Gabon : le nouveau Code de la nationalité au cœur des débats à l’Assemblée nationale
Auditionné au Palais Léon Mba devant la Commission des Lois, le ministre de la Justice Augustin Emane a défendu le projet de loi portant ratification de l’ordonnance relative au nouveau Code de la nationalité gabonaise. Entre contrôle renforcé des procédures, lutte contre les fraudes et garanties juridiques pour les citoyens, le texte suscite déjà d’importants échanges au Parlement.
Les travaux parlementaires se sont poursuivis cette semaine au Palais Léon Mba avec l’audition du ministre de la Justice, Garde des Sceaux chargé des Droits humains, Augustin Emane, venu présenter le projet de loi portant ratification de l’ordonnance relative au nouveau Code de la nationalité gabonaise.
Face aux députés membres de la Commission des Lois, des Affaires administratives et des Droits de l’homme, le membre du gouvernement a exposé les principales orientations d’un texte présenté comme une réforme majeure du dispositif juridique encadrant la nationalité au Gabon.
Un encadrement plus strict des procédures
Selon les explications fournies par le ministre, la réforme vise notamment à renforcer le contrôle des procédures d’attribution de la nationalité afin de limiter les acquisitions irrégulières et améliorer la fiabilité des actes administratifs. Parmi les ajustements annoncés figurent la révision des conditions de naturalisation, la redéfinition de certains critères liés à la nationalité d’origine ainsi qu’un suivi administratif plus rigoureux des dossiers.
Très attentifs aux implications concrètes du texte, les députés ont interrogé le gouvernement sur les conséquences de cette réforme pour les citoyens confrontés à des situations administratives complexes.

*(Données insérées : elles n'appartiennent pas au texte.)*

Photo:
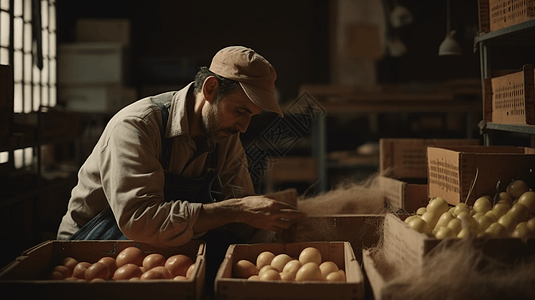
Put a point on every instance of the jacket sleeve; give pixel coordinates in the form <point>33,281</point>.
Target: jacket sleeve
<point>133,181</point>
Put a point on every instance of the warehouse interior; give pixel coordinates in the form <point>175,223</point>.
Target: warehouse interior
<point>352,75</point>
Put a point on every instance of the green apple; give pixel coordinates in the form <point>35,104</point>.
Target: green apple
<point>528,200</point>
<point>516,188</point>
<point>482,204</point>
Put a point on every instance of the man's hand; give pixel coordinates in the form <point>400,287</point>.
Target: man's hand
<point>268,214</point>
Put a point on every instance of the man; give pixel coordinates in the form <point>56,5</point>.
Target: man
<point>148,178</point>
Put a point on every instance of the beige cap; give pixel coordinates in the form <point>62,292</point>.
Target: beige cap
<point>254,73</point>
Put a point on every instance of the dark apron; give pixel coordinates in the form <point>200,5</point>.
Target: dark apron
<point>104,226</point>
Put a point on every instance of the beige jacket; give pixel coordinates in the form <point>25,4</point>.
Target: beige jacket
<point>124,171</point>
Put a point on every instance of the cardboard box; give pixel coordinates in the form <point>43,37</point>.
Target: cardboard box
<point>340,253</point>
<point>373,274</point>
<point>463,174</point>
<point>403,165</point>
<point>91,63</point>
<point>405,247</point>
<point>407,158</point>
<point>294,169</point>
<point>101,98</point>
<point>505,13</point>
<point>513,97</point>
<point>103,30</point>
<point>402,195</point>
<point>360,231</point>
<point>25,277</point>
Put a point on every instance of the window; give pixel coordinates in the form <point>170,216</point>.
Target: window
<point>28,43</point>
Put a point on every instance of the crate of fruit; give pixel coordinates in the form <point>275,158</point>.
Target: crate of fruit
<point>461,174</point>
<point>500,226</point>
<point>105,270</point>
<point>498,14</point>
<point>307,270</point>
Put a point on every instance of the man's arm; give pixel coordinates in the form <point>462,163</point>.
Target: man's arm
<point>256,211</point>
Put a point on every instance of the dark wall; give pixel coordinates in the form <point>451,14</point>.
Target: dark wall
<point>292,35</point>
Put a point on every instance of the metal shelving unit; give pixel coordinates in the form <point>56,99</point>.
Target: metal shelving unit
<point>507,40</point>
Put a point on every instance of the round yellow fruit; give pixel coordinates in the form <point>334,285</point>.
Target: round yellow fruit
<point>444,232</point>
<point>500,209</point>
<point>519,212</point>
<point>280,261</point>
<point>496,230</point>
<point>309,272</point>
<point>528,200</point>
<point>531,224</point>
<point>264,259</point>
<point>483,204</point>
<point>444,220</point>
<point>438,205</point>
<point>521,231</point>
<point>516,188</point>
<point>292,267</point>
<point>463,233</point>
<point>409,218</point>
<point>467,221</point>
<point>455,225</point>
<point>484,223</point>
<point>491,215</point>
<point>508,221</point>
<point>461,207</point>
<point>310,254</point>
<point>420,211</point>
<point>431,218</point>
<point>327,268</point>
<point>419,225</point>
<point>505,197</point>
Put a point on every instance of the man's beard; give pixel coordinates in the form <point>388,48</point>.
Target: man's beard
<point>212,126</point>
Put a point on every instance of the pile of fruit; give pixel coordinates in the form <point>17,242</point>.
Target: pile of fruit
<point>308,266</point>
<point>130,264</point>
<point>508,214</point>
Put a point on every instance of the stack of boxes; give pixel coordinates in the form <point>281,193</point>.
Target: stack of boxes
<point>93,72</point>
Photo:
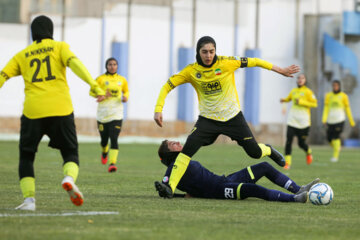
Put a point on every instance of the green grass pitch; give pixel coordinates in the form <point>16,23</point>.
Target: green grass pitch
<point>143,215</point>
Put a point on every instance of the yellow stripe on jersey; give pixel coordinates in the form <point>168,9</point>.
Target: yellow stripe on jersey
<point>43,66</point>
<point>112,108</point>
<point>215,86</point>
<point>299,114</point>
<point>335,106</point>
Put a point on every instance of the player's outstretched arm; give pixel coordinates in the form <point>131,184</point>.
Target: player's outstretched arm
<point>288,71</point>
<point>80,70</point>
<point>158,118</point>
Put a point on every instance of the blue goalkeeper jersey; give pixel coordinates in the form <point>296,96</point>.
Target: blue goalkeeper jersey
<point>198,181</point>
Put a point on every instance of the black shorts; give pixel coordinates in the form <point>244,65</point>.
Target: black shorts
<point>334,131</point>
<point>61,131</point>
<point>207,130</point>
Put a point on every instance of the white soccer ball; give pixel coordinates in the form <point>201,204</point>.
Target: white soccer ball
<point>321,194</point>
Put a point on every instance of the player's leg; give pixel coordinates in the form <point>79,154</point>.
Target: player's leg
<point>204,133</point>
<point>335,132</point>
<point>62,134</point>
<point>114,131</point>
<point>104,142</point>
<point>30,136</point>
<point>247,190</point>
<point>237,129</point>
<point>290,133</point>
<point>302,135</point>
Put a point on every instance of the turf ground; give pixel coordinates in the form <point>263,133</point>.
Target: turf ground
<point>141,214</point>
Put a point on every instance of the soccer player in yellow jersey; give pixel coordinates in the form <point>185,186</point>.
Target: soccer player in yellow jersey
<point>335,105</point>
<point>213,79</point>
<point>47,107</point>
<point>110,111</point>
<point>299,120</point>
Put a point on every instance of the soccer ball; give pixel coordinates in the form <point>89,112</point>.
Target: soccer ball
<point>321,194</point>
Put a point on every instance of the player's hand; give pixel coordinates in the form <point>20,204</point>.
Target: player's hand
<point>100,98</point>
<point>290,70</point>
<point>158,118</point>
<point>108,93</point>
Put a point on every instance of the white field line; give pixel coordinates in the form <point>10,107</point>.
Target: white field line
<point>78,213</point>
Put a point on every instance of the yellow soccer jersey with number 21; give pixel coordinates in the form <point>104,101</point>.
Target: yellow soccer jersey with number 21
<point>43,66</point>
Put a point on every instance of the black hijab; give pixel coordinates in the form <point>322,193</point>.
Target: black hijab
<point>201,42</point>
<point>168,157</point>
<point>338,82</point>
<point>42,27</point>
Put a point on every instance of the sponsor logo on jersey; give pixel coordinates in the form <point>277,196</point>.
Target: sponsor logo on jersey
<point>244,62</point>
<point>165,179</point>
<point>211,87</point>
<point>229,193</point>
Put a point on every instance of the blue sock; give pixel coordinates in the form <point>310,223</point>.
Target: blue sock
<point>257,191</point>
<point>280,179</point>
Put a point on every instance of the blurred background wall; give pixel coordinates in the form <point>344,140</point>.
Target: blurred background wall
<point>148,36</point>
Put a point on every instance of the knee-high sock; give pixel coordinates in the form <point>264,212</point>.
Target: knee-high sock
<point>257,191</point>
<point>266,169</point>
<point>288,160</point>
<point>27,185</point>
<point>181,163</point>
<point>265,150</point>
<point>105,149</point>
<point>71,169</point>
<point>336,143</point>
<point>113,153</point>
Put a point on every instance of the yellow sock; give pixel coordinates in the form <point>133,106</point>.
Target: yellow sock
<point>178,170</point>
<point>113,155</point>
<point>336,143</point>
<point>27,185</point>
<point>309,151</point>
<point>265,150</point>
<point>105,149</point>
<point>288,160</point>
<point>71,169</point>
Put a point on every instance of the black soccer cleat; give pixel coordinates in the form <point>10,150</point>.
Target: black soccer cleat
<point>276,156</point>
<point>163,189</point>
<point>301,197</point>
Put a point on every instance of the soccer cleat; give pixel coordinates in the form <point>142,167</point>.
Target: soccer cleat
<point>28,204</point>
<point>301,197</point>
<point>276,156</point>
<point>306,188</point>
<point>308,159</point>
<point>164,190</point>
<point>112,168</point>
<point>287,166</point>
<point>104,158</point>
<point>75,195</point>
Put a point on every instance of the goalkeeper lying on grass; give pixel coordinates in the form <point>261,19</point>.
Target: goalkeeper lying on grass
<point>200,182</point>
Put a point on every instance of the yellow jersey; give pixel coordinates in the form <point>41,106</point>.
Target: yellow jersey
<point>299,114</point>
<point>43,67</point>
<point>215,86</point>
<point>335,105</point>
<point>112,108</point>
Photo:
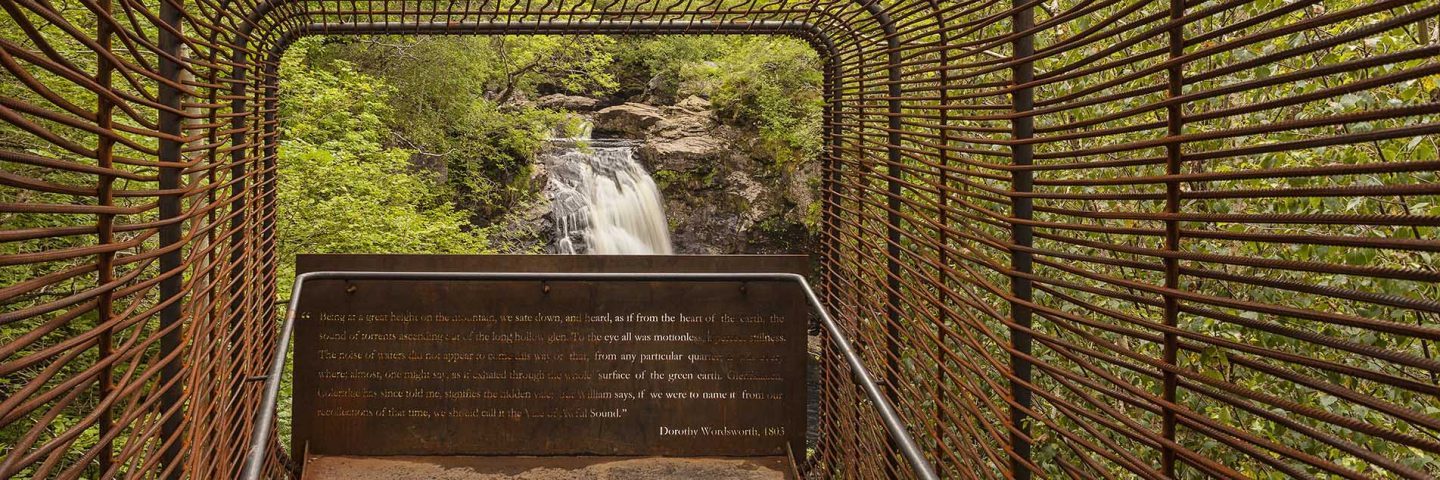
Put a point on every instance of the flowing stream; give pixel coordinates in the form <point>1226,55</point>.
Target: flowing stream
<point>602,199</point>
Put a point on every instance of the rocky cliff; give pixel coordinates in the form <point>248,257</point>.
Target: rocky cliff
<point>722,193</point>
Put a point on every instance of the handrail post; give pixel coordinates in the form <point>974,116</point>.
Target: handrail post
<point>1023,127</point>
<point>896,428</point>
<point>172,157</point>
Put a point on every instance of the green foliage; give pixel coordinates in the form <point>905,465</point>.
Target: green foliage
<point>455,101</point>
<point>342,190</point>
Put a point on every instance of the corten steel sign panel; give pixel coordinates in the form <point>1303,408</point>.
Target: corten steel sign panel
<point>506,368</point>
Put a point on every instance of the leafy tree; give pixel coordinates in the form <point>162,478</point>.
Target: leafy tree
<point>340,188</point>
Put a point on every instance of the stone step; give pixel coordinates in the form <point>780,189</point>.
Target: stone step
<point>342,467</point>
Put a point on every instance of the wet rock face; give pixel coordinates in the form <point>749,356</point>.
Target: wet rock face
<point>722,193</point>
<point>627,120</point>
<point>572,103</point>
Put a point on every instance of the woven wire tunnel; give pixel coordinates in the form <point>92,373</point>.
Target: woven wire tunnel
<point>1073,238</point>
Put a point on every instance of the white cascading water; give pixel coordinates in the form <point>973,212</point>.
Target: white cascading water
<point>602,199</point>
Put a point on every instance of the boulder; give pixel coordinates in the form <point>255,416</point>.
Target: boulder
<point>628,120</point>
<point>572,103</point>
<point>683,153</point>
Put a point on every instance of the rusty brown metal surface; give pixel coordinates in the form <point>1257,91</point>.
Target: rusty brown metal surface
<point>323,467</point>
<point>1077,238</point>
<point>555,368</point>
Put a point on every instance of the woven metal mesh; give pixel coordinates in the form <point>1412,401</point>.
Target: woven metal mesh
<point>1076,238</point>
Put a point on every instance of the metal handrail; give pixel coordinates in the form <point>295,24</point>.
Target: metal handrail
<point>265,418</point>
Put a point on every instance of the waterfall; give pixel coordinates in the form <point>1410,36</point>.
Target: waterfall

Des garanties réclamées pour les citoyens
Les échanges ont notamment porté sur les voies de recours ouvertes aux personnes contestant une décision liée à la nationalité ou souhaitant régulariser leur situation administrative. « Il est essentiel que chaque citoyen puisse disposer de garanties claires et de voies de recours accessibles », a souligné l’honorable Albertine Maganga Moussavou au cours des débats.
Les députés ont également questionné le gouvernement sur les sanctions prévues en cas de fraude documentaire ou de fausses déclarations, le texte prévoyant un durcissement des peines contre les auteurs d’irrégularités administratives.
Répondant aux préoccupations des élus, Augustin Emane a indiqué que le projet prévoit des procédures de vérification mieux encadrées ainsi qu’un dispositif exceptionnel destiné à examiner certains dossiers anciens ou litigieux. Le ministre a assuré que cette réforme poursuit avant tout « le rétablissement de la transparence et de la crédibilité dans la gestion de la nationalité gabonaise ».